Plans to test a Lockheed Martin F-35C aboard a US aircraft carrier in November are on track, but both aircraft scheduled to deploy to the Pacific may not be capable of taking off and landing from the ship.
The C-model F-35 will be the US Navy’s carrier-based version of the jet and will be the last to enter service in 2018, following the Marine Corps and air force variants. Lt Gen Christopher Bogdan, speaking at a meeting of the programme’s joint executive steering board in Oslo, Norway, said the deployment to the USS Nimitz in the Pacific Ocean was on track despite lagging software development and flight restrictions resulting from a June engine fire that damaged an F-35A prior to a training flight.
However, work is ongoing to determine if both aircraft slated to deploy will be fully capable of performing carrier launches and landings, Bogdan says.
“We have some work to do as we lead up to that point in November,” he says. “That work we’re doing now will decide whether both airplanes that go to the ship will be capable of doing arrestments and catapult launches or only one of them will be and the other airplane we will leave on the deck to do logistics testing.”
“The November deployment will happen. It will most likely happen with two airplanes. Whether both airplanes will be fully capable of doing all the work remains to be seen,” he says.
The JESB convenes every six months and includes representatives from the F-35 joint program office (JPO), all three US military services that are buying the jet and acquisition officials from the programme’s eight partner nations. The September meeting was overshadowed by a recent US Government Accountability Office (GAO) report criticising the JPO’s estimations of the lifecycle costs for the aircraft.
“The annual F-35 operating and support (O&S) costs are estimated to be considerably higher than the combined annual costs of several legacy aircraft,” the GAO report says. While the F-15C/D, F-16C/D, AV-8B and F-18A-D will cost a combined $11.1 billion over their service lives, the F-35 will cost $19.9 billion, the report says. While the Defense Department has begun cost-saving efforts to bring total per-jet lifecycle cost down, the JPO did not base its current assumptions on the service’s actual budgets and therefore “may not be representative of what the services can afford”.

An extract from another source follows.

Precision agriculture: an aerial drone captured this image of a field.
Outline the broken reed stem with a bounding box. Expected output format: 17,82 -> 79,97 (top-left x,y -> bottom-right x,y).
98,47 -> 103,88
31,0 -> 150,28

“In addition, DOD has not fully addressed several issues that have an effect on affordability and operational readiness, including aircraft reliability and technical-data rights, which could affect the development of the sustainment strategy,” the report says.
Bogdan says the GAO was given eight months of open access to the JPO’s records to form its analysis, but dismissed the criticisms as based on assumptions that could “greatly change” within the 50-year service life of the aircraft.
“From my point of view, as the director of the F-35 programme, I am less concerned about cost estimates that occur 50 years from now, because those are based on a whole lot of assumptions and if you change even a little bit of those assumptions, those cost estimates change greatly,” he says.
“What’s more important to me is what we are doing today, when we have 150 airplanes, to reduce the overall lifecycle cost of the airplane for when we have 3,000 of them.”
Plans to bring the per-aircraft cost down to $80 million by 2019 are heavily reliant now on a production ramp to fulfill international orders.
Despite recent setbacks, Bogdan says current partners and potential foreign military sales customers remain committed. Discussions with Israel to increase that nation’s buy are progressing and could be finalised within months, Bogdan says. Norway’s first two aircraft are in assembly with delivery scheduled for late 2015.
“We have other nations out there who have been interested and are discussing potential buys of the F-35 despite the fact that we have an engine setback or in the past we’ve had some software problems,” Bogdan says. “Most of them look past those immediate problems because those immediate problems are not unlike anything you’ll find in most any airplane development programme."